Luna Park Sydney opened on October 4, 1935, on the old bridge works site at Milsons Point, right at the north end of the Harbour Bridge. The entrance was a giant smiling face flanked by two Art Deco towers — now heritage-protected. Past the Face were the Crystal Palace concert hall, the Coney Island funhouse, a midway of classic rides, and the wooden Big Dipper coaster. After World War II it became a Sydney institution.
By the 1970s the park was falling apart. The original owners had sold in 1969, and the new corporate owners floated redevelopment ideas including a failed $50-million plan to replace Luna Park with high-rises. By 1975 the 20-year lease had expired. Luna Park kept the gates open week to week with no long-term security and no money going into the infrastructure.
A Fire Waiting to Happen
The Ghost Train had been there since opening day — a classic dark ride that moved small cars through a haunted-house maze. The building was mostly timber: wooden walls and plywood partitions under a corrugated-iron roof sealed with tar. By the late 1970s it was a fire trap. In 1977 a fire-safety inspector walked the ride and described narrow black corridors, no lighting, no exit signs, and escape doors so poorly marked that no one in a panic would ever find them. No sprinklers. No hose reel. The NSW Fire Brigade listed ten required fixes. By June 1979, key items were still undone.
Cracker Night
Saturday, June 9, 1979 — Sydney’s annual Cracker Night — brought large crowds to Luna Park. Four Waverley College friends, all 13 years old, lined up for the Ghost Train together: Richard Carroll, Jonathan Billings, Michael Johnson, and Seamus Rahilly. Their friend Jason Holman was pulled from the next car by an attendant just before it entered the ride. Elsewhere, six-year-old Damien Godson and his four-year-old brother Craig begged their dad for one last ride. Their mother, Jenny, stepped away to buy ice cream.
Around 10:15 p.m., patrons and staff smelled smoke. Some assumed it was a special effect. Then thick black smoke poured from the tunnel doors. Within minutes the entire ride was engulfed. The park’s hoses had terrible water pressure. Firefighters had to pull water from the harbour. After about an hour the fire was brought under control.
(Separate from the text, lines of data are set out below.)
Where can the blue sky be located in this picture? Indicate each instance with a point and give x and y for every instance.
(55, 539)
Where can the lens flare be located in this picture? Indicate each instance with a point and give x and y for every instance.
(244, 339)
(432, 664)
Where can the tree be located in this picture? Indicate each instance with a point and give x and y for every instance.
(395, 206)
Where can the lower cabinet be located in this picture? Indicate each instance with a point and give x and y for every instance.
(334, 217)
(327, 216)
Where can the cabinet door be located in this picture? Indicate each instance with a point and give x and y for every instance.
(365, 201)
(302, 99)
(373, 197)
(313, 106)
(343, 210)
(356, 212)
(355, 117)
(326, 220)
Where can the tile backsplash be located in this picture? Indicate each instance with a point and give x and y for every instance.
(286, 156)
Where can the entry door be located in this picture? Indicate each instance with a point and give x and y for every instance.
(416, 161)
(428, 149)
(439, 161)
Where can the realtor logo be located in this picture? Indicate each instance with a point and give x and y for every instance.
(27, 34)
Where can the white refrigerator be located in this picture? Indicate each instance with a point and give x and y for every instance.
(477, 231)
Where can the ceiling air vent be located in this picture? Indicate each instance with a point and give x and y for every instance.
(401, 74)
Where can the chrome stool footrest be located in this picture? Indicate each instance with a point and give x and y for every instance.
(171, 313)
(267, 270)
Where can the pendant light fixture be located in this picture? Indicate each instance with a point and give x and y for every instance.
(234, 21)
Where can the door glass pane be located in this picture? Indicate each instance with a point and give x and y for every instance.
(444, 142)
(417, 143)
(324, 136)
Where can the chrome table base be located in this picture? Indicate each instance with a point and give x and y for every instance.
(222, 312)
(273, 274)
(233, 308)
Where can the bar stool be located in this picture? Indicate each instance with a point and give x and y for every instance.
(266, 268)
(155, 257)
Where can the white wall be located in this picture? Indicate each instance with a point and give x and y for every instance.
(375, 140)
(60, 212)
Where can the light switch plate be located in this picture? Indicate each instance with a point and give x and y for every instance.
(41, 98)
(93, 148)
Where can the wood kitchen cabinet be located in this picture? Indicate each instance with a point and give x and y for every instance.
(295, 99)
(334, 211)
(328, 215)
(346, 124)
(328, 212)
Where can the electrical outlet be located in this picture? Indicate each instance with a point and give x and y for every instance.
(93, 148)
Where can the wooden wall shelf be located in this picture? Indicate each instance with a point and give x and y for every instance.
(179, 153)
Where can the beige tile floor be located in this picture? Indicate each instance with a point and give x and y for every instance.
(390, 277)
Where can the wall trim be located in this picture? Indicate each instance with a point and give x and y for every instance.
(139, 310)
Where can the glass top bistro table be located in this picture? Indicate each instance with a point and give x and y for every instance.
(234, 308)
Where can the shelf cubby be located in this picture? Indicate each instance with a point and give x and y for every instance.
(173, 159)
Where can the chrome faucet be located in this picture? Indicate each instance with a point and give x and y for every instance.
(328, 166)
At first there was hope everyone got out. Then, around 11:30 p.m., they found seven bodies huddled near a side door deep inside the ride. John Godson was found with his two sons in his arms. A few yards away lay the four Waverley College boys. They had left their stalled cars and tried to run, but became disoriented in the smoke and darkness. Fire officials said their chance of survival once they set out on foot in that maze was “zero.” Jenny Godson learned her entire family had died. Jason Holman stood at the police line in shock.
The Inquest
The NSW coroner concluded the cause was “not conclusively determinable.” An electrical fault was unlikely because the ride’s wiring was shut off. The most probable ignition, he said, was a stray spark from a cigarette or match. His report was scathing about management’s failure to address known fire hazards, but he stopped short of recommending criminal charges.
The Arson Theory
In the decades that followed, the official story was always questioned. In 2007, the Sydney Morning Herald reported that the niece of Sydney crime boss Abe Saffron claimed he ordered the fire to take control of Luna Park’s lease and clear the way for redevelopment, adding that he “never intended to kill anyone.” She quickly retracted the statements. Saffron, who died in 2006, always denied involvement.
In 2021, an ABC investigative series called Exposed: The Ghost Train Fire found witnesses who had never been interviewed in 1979. Multiple people described suspicious men near the ride just before the fire. One witness recounted hearing one of them say he spread kerosene and lit it with a match — a statement he had given to police in 1979 that was apparently dismissed. An independent review found the series had mounted a compelling case for reopening the investigation.
NSW Police launched Strike Force Sedgeman to re-examine the case. The government posted a $1 million reward. By September 2024, police completed their review and handed a report to the State Coroner. As of early 2025, the decision on whether to formally reopen the case is still pending.